The Griselda crew (particularly Westside Gunn) also operates in this upscale lane without as much phantasm. Their raps are more grounded in reality, which doesn’t necessarily mean the music is better or worse. It’s just simply their own perspective.
Queens rapper Action Bronson attempts to find this middle ground on Only For Dolphins, an album that lives and breathes inside Versace-esque (the producer) jazz loops, Curren$y-like extravagance (“All this marble got me feeling like a Roman”), and Mafia dialect (“Mass appeal, mass production/Mass destruction, crime, corruption”). It’s a worthwhile effort, albeit a derivative one.
Bronson-who’s found an alternate life in movies, Vice TV food shows, and books-doesn’t seem to have music directly across his eyesight anymore. This isn’t necessarily a bad thing, as many artists have found inspiration outside their home base of music. Meek Mill for example is making a name for himself as a poignant actor in the new movie “Charm City Kings.” Rick Ross has also dabbled in writing, and Kanye West is doing multiple Kanye West things. The opportunities are endless when you finally attain the resources.
Unfortunately for Bronson, there are multiple moments throughout Only For Dolphins that only confirm his recent lackadaisical approach to music. Outside of Harry Fraud’s pastoral beat on “C12H16N2,” Bronson illustrates his recent endeavors with very little pulse or ambition. The bridge sounds more like a To-Do list rather than a clever set of braggadocio (“Author, singer, dancer, exotic olive oil taster”). For someone who enjoys describing good food as much as Curren$y loves describing his car collection, Bronson does very little in the way of clever world-building or wealthy capriccio.
For what it’s worth, Bronson’s beat-making does leverage the stagnant wordplay at times. “Capoeira” features a beautiful saxophone solo amidst strings that feel like an intro to a classic 90s sitcom. “Mongolia’s” instrumental carries a healthy dose of off-kiltered guitar playing and wavering bass riffs. Both of these songs are sonically vast, which only proves how much of a lost opportunity this album was. Had Bronson made all of his beats (or at least the majority), a more exciting listen would’ve likely been in store.
Much of Bronson’s rapping style lives between laid back and confrontational. On Only For Dolphins, the Queens native continues this direction with intermittent breaths of personality. “Sergio” is one of the few times where Bronson re-establishes maniacal grandeur (“Cause I can eat a bag mushrooms and still drive the stick shift”). He strikes that aforementioned balance without sounding like a Griselda super fan.

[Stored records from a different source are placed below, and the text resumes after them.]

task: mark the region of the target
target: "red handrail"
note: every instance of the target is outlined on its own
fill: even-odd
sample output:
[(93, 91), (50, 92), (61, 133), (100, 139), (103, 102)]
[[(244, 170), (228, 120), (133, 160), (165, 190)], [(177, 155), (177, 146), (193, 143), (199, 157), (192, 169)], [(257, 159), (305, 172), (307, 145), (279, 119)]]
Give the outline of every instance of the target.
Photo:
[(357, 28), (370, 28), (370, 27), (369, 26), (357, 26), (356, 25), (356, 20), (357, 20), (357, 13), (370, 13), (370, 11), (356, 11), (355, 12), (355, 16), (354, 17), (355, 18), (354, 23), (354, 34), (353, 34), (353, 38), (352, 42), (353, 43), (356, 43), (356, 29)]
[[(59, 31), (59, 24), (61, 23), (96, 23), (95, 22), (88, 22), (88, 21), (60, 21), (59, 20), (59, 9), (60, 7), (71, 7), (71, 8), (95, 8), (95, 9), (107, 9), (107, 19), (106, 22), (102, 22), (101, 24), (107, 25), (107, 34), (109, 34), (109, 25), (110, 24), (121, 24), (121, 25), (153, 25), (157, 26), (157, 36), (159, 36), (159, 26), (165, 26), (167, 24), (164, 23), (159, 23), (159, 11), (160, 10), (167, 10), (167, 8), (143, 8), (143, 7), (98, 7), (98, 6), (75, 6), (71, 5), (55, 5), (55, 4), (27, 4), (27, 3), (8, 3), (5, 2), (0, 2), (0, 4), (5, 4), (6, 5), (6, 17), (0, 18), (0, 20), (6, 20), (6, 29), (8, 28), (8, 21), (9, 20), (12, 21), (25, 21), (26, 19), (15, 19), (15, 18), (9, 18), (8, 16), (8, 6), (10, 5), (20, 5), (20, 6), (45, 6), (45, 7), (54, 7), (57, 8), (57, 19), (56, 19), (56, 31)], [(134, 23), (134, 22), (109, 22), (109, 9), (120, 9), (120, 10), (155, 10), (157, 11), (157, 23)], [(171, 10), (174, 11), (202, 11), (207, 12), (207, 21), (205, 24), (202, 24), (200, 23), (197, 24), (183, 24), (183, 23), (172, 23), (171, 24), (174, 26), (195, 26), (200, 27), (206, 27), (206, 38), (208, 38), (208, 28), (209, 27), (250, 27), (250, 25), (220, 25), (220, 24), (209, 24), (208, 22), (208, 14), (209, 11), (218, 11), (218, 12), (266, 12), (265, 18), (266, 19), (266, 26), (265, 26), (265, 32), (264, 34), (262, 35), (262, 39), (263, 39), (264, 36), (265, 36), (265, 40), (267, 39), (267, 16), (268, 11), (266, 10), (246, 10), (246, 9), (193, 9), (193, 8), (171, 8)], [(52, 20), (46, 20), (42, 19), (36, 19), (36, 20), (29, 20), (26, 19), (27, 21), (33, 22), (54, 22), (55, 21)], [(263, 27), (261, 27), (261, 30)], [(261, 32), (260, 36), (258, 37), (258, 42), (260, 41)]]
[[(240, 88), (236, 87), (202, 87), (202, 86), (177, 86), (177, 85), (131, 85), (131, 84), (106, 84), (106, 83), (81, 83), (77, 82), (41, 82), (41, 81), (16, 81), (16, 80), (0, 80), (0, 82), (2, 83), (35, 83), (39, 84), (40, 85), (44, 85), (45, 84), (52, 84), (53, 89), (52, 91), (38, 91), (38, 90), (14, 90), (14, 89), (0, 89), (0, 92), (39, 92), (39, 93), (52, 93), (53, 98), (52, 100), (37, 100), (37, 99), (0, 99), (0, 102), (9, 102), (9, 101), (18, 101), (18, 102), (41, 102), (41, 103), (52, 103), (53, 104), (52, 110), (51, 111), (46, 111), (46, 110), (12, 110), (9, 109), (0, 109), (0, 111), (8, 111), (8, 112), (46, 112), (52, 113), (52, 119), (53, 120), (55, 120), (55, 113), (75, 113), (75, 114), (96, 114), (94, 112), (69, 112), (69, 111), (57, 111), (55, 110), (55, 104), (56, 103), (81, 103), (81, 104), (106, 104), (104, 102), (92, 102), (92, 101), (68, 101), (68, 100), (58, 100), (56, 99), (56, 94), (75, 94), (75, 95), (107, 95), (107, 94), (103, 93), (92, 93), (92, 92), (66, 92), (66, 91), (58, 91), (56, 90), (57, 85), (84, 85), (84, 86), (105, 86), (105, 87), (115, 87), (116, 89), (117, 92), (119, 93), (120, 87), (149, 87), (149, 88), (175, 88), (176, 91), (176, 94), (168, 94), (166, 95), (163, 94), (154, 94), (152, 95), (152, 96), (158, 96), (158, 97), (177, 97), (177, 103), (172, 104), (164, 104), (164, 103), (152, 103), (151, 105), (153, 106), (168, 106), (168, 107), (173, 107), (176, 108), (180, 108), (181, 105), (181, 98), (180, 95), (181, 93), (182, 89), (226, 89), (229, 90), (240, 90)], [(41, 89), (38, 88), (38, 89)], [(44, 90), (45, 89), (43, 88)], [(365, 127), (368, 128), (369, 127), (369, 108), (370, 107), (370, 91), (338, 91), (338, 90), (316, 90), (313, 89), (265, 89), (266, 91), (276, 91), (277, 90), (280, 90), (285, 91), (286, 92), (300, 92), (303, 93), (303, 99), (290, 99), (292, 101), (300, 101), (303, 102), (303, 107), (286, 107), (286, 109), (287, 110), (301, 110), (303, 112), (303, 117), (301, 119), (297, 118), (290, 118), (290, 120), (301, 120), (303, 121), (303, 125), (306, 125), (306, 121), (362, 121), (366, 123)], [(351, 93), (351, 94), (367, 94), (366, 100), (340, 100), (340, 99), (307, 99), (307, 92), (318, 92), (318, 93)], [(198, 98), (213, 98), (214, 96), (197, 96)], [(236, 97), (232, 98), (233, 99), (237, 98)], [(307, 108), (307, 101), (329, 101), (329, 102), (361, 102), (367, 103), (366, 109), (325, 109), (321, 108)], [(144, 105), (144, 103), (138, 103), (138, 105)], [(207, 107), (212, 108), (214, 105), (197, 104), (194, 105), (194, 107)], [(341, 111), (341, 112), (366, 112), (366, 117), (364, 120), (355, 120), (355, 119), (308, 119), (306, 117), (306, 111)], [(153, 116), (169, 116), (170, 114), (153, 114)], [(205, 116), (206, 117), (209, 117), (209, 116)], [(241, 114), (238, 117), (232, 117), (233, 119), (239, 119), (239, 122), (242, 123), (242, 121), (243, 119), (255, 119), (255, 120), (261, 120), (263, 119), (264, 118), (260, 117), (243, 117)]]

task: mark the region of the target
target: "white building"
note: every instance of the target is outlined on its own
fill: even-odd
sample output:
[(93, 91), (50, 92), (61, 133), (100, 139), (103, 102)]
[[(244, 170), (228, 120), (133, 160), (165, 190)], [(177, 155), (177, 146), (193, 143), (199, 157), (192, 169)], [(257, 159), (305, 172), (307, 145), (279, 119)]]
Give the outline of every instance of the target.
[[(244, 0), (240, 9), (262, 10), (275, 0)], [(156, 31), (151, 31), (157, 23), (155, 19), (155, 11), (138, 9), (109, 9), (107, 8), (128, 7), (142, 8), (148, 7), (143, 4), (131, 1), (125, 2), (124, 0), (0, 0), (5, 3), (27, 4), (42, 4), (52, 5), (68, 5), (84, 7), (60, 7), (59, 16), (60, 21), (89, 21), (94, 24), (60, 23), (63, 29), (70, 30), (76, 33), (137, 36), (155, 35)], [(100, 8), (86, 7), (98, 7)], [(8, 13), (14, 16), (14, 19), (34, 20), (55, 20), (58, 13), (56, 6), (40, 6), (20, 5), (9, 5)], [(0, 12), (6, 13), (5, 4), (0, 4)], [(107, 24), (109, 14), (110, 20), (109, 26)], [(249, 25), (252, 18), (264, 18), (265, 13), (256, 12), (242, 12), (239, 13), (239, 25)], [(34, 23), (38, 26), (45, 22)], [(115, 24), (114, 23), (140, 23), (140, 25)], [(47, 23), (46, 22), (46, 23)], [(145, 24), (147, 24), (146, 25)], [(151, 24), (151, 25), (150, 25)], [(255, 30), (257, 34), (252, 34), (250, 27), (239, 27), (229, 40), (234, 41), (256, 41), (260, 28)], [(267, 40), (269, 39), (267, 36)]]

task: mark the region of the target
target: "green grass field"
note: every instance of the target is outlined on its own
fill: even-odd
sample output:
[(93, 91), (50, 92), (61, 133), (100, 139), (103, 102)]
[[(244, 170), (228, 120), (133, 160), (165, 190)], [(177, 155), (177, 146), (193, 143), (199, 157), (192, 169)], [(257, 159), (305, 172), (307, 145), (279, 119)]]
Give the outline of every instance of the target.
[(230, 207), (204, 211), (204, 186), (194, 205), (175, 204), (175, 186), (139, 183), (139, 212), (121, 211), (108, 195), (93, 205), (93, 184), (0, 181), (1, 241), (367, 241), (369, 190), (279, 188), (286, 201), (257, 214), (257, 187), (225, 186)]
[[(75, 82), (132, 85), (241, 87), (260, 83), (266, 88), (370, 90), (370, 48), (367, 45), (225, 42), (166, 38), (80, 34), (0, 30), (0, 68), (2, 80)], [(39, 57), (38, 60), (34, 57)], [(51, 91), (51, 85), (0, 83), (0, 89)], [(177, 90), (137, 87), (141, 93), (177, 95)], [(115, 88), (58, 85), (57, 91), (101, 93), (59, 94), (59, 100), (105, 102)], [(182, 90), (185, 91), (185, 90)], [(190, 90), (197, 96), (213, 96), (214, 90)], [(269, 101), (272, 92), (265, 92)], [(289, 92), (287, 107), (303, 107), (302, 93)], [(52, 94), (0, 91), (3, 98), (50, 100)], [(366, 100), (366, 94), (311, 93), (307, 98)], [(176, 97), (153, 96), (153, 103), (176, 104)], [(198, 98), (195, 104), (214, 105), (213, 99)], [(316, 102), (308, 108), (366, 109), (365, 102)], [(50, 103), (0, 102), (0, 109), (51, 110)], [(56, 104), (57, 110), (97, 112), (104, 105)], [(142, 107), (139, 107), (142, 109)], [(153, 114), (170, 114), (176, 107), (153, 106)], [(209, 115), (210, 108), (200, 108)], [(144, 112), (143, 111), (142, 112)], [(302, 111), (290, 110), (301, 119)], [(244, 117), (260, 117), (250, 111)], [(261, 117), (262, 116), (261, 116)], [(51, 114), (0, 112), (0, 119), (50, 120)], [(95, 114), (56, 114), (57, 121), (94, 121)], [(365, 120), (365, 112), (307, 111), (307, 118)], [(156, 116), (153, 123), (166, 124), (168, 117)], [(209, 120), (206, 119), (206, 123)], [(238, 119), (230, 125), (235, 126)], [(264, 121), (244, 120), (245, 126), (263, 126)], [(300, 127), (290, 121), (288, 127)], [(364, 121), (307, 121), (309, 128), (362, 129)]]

In fact, one of the best beats on this album comes courtesy of Griselda’s in-house producer Daringer on “Shredder.” The electric keys mimc a foggy mist, while the saxophone is drenched in nocturnal reverb as if to mirror this noir aesthetic. Bronson is just fine when rapping in a Westside Gunn tone of voice, but the track itself is too short for any meaningful results.
Only For Dolphins never branches beyond these gorgeous soundscapes and surface-level luxury. Aside from describing himself as Delroy Lindo or Blade, Bronson doesn’t mention very many pop culture references either (a usual staple of his). He just appears annoyingly content. Unlike someone like Curren$y, who’s brand of rap feels like a heavenly escape from the sludge of reality, Bronson presents his lifestyle in a thread of banal ideas (“It be like, ‘Damn, that man smooth in a Corvette'”). He’s a deadhead in one moment, and a business man in another. Sometimes he’s an actor, other times, an olive oil taster. Despite some interesting personas, Bronson fails to create a convincing case of why it all matters in a musical context.